Filmmaking 101: Camera Movement

Filmmaking 101: Camera Movement

Welcome to Brading images. We are a Photography and Videography studio in Manchester, Salford, Irlam. We primarily do music videos and family photoshoots in the studio. We particularly enjoying doing: Newborn photoshoots, one year old photoshoots, toddler photoshoots, kids photoshoots, fairy photoshoots, mother daughter photoshoots, maternity photoshoots and siblings photoshoots, here, in manchester!

Outside the studio, we run a film club called The Stage and Screen Academy, where we teach filmmaking 101.

Unlike in photography, in film we are able to move the camera whilst we are taking a shot. This can be used to create a huge variety of effects and help to tell your story. 

The most simple camera movements can be achieved by just using a standard camera tripod.

First, the Pan – this is when the camera turns from left to right, or right to left. It is often used to follow the action in the scene or to reveal new information to the audience.

Second, the Tilt – these are just like pans, except the camera turns vertically – moving down to up, or up to down. These can be used to show how large something is. They can also be used to create a transition between two scenes.

Third, the Zoom – whilst the camera is not technically moving here – it gives the illusion of making the subjects bigger or smaller in the frame. This could be used to reveal a small detail in a big scene, or to emphasise how large something is.

You could also take your camera off the tripod for the Handheld shot. This is often used to give a fake documentary feel to the film, or to make the audience feel like they are there in the scene. It gives the film a more gritty feel than the other movements.

There are also camera movements which are named after the specialised camera equipment that is required to achieve them.

There’s tracking shots – this is when the camera physically moves either left to right, or forward to backward. It’s called a tracking shot because the camera is often mounted on a track which allows it to slide in a given direction. Moving forward, or tracking in, to a scene might help to focus the audience’s attention on a specific detail. Moving the camera backward, or tracking out, might help to show a character’s loneliness. Tracking sideways allows you to follow your characters progress through a specific scene.

Next, we have the Jib – this is when the camera is physically lifted up or down by a camera crane or Jib. Often these are a great way of establishing the location of your scene. 
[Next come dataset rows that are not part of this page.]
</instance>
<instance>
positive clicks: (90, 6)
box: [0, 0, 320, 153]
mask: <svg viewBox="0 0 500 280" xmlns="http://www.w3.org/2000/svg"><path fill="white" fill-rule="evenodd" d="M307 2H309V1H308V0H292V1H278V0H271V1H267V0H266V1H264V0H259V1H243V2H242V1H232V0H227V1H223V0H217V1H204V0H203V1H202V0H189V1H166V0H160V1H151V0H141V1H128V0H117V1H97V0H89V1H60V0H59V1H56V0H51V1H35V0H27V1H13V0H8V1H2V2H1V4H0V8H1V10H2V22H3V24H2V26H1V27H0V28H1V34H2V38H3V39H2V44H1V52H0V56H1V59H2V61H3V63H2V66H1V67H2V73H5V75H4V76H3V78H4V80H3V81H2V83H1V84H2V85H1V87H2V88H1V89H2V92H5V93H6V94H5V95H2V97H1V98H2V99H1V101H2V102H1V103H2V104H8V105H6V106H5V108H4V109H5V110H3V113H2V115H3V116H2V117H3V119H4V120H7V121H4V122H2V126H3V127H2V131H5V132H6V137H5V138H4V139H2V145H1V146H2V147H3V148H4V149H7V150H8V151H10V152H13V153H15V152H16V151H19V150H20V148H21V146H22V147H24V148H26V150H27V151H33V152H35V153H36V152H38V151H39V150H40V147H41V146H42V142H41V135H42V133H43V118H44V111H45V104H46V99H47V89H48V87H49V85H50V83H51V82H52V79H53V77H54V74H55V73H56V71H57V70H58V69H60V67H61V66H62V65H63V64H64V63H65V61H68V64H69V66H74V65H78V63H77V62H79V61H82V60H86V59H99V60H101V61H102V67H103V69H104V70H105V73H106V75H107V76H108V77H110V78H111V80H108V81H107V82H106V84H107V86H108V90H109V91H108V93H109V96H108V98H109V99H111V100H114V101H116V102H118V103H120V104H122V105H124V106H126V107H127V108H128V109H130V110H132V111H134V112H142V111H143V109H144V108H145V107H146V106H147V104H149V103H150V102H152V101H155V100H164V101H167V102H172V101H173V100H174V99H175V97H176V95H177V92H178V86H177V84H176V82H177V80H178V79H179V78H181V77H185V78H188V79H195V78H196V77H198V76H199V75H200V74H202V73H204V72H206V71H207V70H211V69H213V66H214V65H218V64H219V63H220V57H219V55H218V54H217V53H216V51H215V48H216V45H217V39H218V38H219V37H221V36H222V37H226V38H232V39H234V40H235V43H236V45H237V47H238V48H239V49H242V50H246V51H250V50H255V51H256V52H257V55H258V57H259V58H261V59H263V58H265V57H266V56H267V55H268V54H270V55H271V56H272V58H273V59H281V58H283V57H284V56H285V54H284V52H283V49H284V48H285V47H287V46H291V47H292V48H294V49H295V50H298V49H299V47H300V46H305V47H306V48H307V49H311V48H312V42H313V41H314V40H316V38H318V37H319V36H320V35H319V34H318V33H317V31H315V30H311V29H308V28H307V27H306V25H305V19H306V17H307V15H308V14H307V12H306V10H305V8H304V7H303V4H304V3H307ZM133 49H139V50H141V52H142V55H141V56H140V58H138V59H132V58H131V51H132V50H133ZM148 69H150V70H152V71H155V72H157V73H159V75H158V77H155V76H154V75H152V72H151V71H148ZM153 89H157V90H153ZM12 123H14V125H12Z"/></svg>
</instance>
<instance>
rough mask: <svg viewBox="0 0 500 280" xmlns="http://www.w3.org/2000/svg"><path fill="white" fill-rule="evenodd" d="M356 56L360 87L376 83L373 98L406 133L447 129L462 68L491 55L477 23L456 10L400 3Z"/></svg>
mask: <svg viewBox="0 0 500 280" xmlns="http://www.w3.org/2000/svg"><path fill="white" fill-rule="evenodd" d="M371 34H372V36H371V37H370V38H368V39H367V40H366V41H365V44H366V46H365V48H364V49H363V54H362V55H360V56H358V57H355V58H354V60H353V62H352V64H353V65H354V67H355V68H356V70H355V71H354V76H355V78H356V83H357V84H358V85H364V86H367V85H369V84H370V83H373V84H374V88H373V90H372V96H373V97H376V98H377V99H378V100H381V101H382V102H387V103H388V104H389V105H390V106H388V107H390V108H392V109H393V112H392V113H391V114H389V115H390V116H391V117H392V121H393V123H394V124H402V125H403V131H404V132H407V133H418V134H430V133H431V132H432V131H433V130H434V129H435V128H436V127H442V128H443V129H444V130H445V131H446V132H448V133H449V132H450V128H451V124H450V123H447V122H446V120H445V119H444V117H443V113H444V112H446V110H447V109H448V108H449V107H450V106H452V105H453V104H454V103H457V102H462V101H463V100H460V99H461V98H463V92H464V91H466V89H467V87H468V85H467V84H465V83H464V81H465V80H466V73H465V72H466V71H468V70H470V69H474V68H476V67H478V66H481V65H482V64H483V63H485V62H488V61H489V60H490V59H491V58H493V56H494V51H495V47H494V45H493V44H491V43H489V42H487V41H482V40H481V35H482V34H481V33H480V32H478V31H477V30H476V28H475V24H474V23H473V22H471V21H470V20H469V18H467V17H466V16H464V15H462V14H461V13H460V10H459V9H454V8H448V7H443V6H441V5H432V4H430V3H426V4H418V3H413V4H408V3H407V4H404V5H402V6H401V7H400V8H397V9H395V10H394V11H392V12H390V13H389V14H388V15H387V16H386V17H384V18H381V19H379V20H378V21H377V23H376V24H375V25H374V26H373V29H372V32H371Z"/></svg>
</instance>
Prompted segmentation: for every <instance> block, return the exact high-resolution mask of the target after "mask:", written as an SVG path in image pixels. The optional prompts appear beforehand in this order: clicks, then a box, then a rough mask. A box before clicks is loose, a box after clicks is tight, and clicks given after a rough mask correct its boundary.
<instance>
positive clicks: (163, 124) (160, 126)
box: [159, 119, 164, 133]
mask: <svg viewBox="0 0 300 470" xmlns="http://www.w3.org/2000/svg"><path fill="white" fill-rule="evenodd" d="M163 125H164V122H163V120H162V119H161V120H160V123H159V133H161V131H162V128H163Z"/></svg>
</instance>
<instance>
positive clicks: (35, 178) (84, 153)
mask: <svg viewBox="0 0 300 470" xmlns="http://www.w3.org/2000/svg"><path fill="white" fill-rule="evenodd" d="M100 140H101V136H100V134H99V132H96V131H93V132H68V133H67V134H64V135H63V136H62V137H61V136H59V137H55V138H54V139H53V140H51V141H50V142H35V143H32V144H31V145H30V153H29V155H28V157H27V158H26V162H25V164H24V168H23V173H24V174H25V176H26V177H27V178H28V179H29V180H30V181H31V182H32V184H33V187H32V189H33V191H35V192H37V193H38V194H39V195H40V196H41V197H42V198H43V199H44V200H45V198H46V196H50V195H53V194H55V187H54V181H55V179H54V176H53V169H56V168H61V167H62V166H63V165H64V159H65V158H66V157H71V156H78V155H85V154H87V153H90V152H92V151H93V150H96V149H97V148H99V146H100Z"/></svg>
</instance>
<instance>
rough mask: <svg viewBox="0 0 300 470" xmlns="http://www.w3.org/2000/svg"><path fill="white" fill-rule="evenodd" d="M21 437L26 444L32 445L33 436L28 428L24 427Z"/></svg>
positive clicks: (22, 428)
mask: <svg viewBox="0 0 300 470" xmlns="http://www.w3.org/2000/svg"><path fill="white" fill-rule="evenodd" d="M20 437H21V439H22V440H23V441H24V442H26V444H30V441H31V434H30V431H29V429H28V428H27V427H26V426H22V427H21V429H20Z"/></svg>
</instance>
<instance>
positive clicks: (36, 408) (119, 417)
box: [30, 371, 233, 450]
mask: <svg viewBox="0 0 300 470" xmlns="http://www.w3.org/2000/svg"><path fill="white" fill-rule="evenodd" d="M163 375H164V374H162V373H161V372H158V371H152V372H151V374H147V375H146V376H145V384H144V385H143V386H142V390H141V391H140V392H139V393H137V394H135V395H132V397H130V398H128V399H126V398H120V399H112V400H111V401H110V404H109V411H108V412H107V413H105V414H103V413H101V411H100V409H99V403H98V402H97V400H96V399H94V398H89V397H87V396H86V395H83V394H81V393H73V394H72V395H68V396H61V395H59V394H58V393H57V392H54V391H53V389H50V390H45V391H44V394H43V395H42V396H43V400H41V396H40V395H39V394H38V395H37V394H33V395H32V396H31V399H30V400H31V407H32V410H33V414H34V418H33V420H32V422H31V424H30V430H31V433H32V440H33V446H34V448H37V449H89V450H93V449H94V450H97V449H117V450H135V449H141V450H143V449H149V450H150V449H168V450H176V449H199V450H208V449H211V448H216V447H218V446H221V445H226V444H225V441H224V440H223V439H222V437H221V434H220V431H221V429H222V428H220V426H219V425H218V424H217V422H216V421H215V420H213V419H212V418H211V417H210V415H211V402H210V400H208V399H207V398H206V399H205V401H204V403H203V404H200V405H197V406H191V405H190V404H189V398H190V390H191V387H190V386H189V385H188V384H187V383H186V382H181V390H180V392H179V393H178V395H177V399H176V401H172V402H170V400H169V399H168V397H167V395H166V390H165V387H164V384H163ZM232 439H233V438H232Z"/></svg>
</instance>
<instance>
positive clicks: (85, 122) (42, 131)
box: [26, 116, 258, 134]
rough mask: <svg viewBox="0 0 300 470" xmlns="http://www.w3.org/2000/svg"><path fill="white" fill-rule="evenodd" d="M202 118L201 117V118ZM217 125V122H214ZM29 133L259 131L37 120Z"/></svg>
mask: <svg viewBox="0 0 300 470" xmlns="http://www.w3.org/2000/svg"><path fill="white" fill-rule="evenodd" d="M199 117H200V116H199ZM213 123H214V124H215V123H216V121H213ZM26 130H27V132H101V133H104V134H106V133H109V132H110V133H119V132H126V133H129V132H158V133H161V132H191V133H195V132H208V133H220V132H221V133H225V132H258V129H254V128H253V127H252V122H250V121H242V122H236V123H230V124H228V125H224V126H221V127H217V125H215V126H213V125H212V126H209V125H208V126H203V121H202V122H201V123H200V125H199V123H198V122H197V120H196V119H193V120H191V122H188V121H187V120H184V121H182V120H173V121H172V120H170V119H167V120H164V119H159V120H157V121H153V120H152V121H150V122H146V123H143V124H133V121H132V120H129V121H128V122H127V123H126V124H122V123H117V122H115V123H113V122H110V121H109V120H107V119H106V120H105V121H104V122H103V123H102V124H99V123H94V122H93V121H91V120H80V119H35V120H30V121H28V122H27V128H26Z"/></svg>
Finally, the Steadicam or Gimbal – this is when the camera is mounted on a special device which allows it to be moved in any direction by the operator whilst remaining very stable and smooth. This allows you to follow your character all the way through a scene.
So let’s recap. We have multiple ways of moving a camera: pan, tilt, tracking, jib, handheld and steadicam or gimbal. These can all be used to help reveal information to the audience, or create an emotional connection to your characters. There are also plenty of other advanced movements, including the “Dolly Zoom” where the camera is zoomed in while it is moving backwards – which creates the effect of the background being crushed.